Guy Sebastian's ex-manager back in court

·2-min read

Guy Sebastian's former manager was honest, diligent and a man of integrity when he worked at the pop star's previous management company, a judge has been told.

Titus Emanuel Day faced a sentence hearing in the NSW District Court on Friday, after a jury in June found him guilty of embezzling more than $600,000.

The money was said to have been owed to the Australian Idol winner through royalties, performance and ambassador fees.

Much of Friday's hearing before Judge Timothy Gartelmann involved legal argument relating to the proposed tender of documents from both the prosecutor, David Morters SC, and Day's barrister, Dominic Toomey SC.

The Crown referred to a statement by Sean Anderson, director of talent agency 22 Management, where Day first managed Sebastian before taking him as his marquee client to his own company, 6 Degrees, in 2009.
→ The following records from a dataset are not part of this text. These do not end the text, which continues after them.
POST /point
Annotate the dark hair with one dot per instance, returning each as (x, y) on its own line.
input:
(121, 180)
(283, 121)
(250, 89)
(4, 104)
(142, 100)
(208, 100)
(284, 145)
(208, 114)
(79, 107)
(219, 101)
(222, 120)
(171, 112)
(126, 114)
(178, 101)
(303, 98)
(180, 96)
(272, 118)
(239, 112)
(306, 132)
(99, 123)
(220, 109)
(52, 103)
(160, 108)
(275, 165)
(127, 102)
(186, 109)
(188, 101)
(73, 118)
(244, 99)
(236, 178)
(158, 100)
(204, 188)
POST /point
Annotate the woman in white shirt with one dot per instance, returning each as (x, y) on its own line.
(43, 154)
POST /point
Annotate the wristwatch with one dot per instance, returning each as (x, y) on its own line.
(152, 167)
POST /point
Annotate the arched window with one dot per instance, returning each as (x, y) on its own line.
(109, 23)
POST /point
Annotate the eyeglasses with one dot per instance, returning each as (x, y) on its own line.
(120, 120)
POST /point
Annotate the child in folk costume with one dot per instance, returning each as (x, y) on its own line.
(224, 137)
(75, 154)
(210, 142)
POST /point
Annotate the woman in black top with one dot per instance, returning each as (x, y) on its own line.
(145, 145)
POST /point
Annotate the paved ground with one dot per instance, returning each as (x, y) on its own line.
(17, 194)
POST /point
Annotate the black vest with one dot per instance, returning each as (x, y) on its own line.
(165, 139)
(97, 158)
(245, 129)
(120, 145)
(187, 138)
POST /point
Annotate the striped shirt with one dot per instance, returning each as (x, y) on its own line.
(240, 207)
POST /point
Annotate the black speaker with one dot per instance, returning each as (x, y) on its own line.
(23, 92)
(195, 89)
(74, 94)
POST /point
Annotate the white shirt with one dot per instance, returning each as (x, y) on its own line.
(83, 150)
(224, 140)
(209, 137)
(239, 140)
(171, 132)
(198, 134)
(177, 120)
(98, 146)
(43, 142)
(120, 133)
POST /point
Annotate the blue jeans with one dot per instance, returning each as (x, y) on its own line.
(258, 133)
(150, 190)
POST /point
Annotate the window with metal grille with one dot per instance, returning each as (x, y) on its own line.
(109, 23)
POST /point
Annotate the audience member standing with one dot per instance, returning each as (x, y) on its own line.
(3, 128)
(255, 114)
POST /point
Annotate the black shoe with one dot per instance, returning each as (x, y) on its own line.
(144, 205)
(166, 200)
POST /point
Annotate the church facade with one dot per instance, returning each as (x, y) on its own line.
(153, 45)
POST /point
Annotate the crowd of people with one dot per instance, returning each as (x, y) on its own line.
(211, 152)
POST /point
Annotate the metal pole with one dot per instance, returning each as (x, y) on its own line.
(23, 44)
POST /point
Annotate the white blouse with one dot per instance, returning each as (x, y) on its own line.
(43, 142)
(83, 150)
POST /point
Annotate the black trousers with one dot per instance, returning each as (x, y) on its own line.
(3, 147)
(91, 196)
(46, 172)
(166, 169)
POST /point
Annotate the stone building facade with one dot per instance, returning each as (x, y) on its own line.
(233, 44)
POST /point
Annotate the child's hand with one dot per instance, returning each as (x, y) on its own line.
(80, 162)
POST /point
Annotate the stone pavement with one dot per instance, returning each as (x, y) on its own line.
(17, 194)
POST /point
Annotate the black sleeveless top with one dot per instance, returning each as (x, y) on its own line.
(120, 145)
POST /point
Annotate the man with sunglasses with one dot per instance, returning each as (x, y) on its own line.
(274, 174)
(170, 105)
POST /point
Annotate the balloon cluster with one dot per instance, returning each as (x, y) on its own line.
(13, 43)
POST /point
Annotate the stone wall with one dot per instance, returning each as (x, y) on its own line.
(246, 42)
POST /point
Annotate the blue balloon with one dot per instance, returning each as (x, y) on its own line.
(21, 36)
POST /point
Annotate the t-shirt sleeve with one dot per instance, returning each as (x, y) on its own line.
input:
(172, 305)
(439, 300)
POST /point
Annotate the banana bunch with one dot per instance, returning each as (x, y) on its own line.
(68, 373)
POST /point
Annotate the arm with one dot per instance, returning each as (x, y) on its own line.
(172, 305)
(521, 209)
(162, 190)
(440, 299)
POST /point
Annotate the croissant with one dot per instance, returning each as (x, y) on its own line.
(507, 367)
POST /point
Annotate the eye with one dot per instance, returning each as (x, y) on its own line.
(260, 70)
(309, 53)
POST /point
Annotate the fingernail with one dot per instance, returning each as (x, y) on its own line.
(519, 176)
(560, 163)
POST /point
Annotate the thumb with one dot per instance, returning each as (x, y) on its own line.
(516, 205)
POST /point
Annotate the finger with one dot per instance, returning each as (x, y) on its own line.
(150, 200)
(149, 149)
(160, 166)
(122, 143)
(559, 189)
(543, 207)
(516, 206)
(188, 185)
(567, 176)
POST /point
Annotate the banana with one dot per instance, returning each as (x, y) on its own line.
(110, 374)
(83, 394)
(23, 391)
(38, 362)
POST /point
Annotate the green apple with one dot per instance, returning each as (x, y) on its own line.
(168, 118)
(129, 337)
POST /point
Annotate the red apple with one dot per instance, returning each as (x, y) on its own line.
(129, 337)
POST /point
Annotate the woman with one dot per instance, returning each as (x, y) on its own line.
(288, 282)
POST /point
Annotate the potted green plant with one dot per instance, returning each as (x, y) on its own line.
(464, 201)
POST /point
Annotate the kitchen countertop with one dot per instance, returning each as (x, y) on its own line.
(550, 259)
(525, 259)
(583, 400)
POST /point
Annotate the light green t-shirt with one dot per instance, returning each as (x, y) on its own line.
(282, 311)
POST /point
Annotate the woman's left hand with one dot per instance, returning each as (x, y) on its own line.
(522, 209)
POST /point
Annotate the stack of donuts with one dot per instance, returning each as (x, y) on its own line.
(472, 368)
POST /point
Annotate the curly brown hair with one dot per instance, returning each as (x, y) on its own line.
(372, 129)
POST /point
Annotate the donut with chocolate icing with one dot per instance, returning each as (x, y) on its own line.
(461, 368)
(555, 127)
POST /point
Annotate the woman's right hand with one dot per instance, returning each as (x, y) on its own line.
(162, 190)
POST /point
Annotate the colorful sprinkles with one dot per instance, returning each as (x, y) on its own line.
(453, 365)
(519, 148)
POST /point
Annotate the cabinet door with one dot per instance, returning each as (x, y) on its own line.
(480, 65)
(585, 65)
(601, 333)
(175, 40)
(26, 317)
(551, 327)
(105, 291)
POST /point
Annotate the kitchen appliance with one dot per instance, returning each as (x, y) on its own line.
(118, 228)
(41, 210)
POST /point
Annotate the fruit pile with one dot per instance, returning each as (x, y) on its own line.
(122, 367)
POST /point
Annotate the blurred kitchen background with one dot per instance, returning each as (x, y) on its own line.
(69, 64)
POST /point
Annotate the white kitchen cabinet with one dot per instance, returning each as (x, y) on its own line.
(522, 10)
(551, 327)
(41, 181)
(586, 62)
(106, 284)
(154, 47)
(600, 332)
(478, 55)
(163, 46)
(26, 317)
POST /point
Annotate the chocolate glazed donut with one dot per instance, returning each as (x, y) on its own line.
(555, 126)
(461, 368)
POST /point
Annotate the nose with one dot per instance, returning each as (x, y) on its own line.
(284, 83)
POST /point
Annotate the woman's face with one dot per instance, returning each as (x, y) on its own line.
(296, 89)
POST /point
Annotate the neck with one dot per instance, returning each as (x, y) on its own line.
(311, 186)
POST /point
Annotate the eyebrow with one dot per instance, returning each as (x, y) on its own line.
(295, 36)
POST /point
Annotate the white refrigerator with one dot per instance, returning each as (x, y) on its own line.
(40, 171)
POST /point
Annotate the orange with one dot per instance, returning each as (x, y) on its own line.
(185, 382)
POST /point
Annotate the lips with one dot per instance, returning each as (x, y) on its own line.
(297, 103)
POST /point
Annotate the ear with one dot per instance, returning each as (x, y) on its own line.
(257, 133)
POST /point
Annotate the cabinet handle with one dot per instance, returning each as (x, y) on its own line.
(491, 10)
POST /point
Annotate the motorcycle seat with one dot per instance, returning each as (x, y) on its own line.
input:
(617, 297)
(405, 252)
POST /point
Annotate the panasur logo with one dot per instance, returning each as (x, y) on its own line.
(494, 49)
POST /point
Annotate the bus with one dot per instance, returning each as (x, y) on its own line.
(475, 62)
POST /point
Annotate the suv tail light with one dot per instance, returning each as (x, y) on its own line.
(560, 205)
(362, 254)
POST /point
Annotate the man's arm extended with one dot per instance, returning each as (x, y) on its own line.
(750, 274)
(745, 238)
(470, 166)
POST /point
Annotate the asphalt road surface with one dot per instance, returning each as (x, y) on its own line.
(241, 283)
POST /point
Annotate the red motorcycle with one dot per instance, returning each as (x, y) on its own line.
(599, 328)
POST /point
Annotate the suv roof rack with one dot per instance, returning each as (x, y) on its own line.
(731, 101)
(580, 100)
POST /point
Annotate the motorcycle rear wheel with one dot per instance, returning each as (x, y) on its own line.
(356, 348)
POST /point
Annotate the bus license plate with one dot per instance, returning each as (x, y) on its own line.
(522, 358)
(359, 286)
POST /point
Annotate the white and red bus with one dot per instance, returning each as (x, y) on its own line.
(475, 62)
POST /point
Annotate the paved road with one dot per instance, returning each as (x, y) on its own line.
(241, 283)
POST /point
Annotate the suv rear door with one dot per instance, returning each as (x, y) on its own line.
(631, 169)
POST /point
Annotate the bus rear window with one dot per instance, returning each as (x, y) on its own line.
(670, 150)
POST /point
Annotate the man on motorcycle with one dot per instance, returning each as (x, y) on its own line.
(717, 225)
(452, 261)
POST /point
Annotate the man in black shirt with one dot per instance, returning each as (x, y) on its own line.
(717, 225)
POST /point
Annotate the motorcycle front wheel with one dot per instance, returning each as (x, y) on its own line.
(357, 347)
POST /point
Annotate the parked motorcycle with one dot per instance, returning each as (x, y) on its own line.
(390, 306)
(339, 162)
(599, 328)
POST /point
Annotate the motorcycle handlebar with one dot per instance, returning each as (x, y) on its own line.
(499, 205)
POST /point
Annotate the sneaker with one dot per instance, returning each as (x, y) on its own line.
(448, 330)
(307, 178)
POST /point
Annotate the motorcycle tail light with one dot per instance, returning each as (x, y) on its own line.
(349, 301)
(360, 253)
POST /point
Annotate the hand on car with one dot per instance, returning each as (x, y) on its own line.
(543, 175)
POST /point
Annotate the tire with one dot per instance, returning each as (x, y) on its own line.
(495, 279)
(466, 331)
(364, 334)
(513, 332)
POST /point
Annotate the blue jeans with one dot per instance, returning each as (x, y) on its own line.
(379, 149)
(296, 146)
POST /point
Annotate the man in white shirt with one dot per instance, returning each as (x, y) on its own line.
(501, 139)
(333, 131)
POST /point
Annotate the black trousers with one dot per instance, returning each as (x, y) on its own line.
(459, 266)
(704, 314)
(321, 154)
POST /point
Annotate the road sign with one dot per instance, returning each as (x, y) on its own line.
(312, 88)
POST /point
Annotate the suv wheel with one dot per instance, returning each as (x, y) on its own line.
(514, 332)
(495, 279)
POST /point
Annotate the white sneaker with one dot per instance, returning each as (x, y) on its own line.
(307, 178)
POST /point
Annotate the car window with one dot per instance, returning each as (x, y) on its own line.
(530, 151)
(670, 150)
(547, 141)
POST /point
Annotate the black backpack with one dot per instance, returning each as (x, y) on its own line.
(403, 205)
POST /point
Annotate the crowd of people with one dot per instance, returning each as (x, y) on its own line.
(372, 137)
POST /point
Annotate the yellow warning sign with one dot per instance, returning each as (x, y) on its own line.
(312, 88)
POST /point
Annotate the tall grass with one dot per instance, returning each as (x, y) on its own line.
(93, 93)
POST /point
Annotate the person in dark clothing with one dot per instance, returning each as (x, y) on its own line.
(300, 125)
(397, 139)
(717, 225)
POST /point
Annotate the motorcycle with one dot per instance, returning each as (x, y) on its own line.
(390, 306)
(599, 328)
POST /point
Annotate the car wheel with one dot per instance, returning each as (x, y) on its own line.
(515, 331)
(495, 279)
Mr Anderson told the court he employed Day for about five years, finding him to be honest, a man of integrity and diligent.

He left the company with his "good wishes" to start up his own company.

Under questioning from Mr Morters, he said Sebastian and a few other clients left 22 Management to go to Day's new agency.

Sebastian, whom he described as "high profile, well established and a significant revenue earner", was the most prominent client to go.

The clients left with his permission and approval.

Mr Anderson said Day's contract had specified he was not to take any clients.

Mr Morters told the judge the defence sought to rely on a large number of testimonials particularly in relation to Day's professionalism and standing in the industry.

He asked to be able to cross-examine seven of the authors.

Mr Toomey said he would not be submitting, based on anything he tendered to the court, that Day was on good terms with every person whom he acted for as manager.

"I doubt that could be said about any talent manager," he said.

The judge noted the documents sought to be tendered by the defence advanced a case of of good character concerning honesty, trustworthiness and integrity.

It was therefore open to the Crown to challenge that case and to present evidence it says is to the contrary.

The hearing was adjourned to November 4.